Garfield Senior High School

Is college for all of us?

We are all familiar with the words “Don’t you want to go to college?” Whether it be from a family member, teacher or friend, there is no surprise to why they would like to know if we want to go to college.

As high school students, we have come to grip with reality that once we leave school and our homes we need to pave our own path. College is too expensive and could end up costing people a fortune. There is a small percent of people who either have enough to pay for it or get the benefit of receiving a full-ride scholarship.

My mother was one of those people who benefitted from getting a full-ride scholarship to the University of Southern California. She grew up in a one bedroom apartment, but due to her self-motivation to make sure she graduated, she had the ability to apply for a full-ride.

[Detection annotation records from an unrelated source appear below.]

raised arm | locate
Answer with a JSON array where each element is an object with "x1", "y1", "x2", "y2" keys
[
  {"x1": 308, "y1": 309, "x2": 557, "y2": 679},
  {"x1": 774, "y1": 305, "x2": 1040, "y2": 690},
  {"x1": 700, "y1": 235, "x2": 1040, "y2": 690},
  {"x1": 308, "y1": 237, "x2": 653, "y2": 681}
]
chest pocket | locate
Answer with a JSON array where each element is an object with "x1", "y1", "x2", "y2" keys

My father on the other hand did get to go to college, but had to drop out because he had to start providing for his family as soon as he could. My father dropping out was probably one of his best mistakes because he ended up working full time for UPS instead of staying stuck inside a classroom as a History teacher.

He always says he got lucky he got such a good job. They have both reminded me from time to time that college is not what it used to be like it was for them.

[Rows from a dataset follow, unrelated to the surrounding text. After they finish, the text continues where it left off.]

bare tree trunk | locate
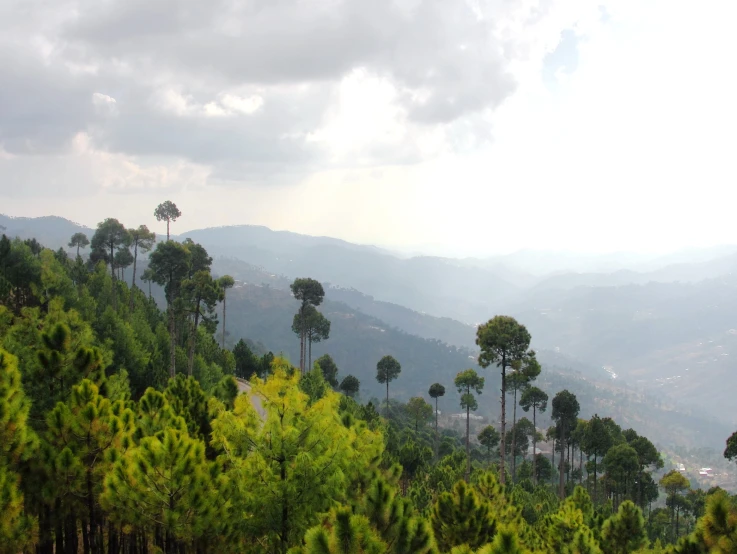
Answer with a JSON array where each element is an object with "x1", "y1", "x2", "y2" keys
[
  {"x1": 187, "y1": 299, "x2": 200, "y2": 377},
  {"x1": 558, "y1": 426, "x2": 566, "y2": 500},
  {"x1": 466, "y1": 406, "x2": 471, "y2": 483},
  {"x1": 128, "y1": 241, "x2": 138, "y2": 312},
  {"x1": 222, "y1": 287, "x2": 226, "y2": 350},
  {"x1": 532, "y1": 404, "x2": 537, "y2": 486},
  {"x1": 550, "y1": 444, "x2": 555, "y2": 485},
  {"x1": 435, "y1": 396, "x2": 439, "y2": 460},
  {"x1": 512, "y1": 388, "x2": 517, "y2": 483},
  {"x1": 110, "y1": 244, "x2": 118, "y2": 311},
  {"x1": 578, "y1": 446, "x2": 583, "y2": 485},
  {"x1": 169, "y1": 301, "x2": 177, "y2": 377},
  {"x1": 499, "y1": 358, "x2": 507, "y2": 485},
  {"x1": 299, "y1": 306, "x2": 305, "y2": 373}
]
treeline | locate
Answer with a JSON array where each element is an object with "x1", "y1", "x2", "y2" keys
[{"x1": 0, "y1": 205, "x2": 737, "y2": 554}]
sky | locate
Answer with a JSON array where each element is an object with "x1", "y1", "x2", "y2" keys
[{"x1": 0, "y1": 0, "x2": 737, "y2": 256}]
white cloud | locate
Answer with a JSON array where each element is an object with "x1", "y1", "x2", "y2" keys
[
  {"x1": 92, "y1": 92, "x2": 118, "y2": 115},
  {"x1": 0, "y1": 0, "x2": 737, "y2": 253}
]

Over the course of time, the economy has gotten a lot tougher and so has the need to pay for college. Many believe that going to a community college for a year or two will help benefit them so they do not need to pay that much when they go to a college.

In truth not that many people end up leaving community colleges because of the amount of time they take off from school. Most people that decide to stay in a community college for a year often end up deciding to take a break and go for two years, then three years, then four, and the years keep stacking up one at a time

Lately, college is seen by some to be an unnecessary path to take in life because no one wants to pay so much money just to study for four years. Although, studies have shown more and more people are getting into college there is a good chunk that decide to drop out entirely from the college they were so eager to be in when they once joined.

These students tend to drop out because they can no longer keep up with the amount of payments they would be making in their future. Not that many people end up staying and graduating because staying could financially hurt them in the long run.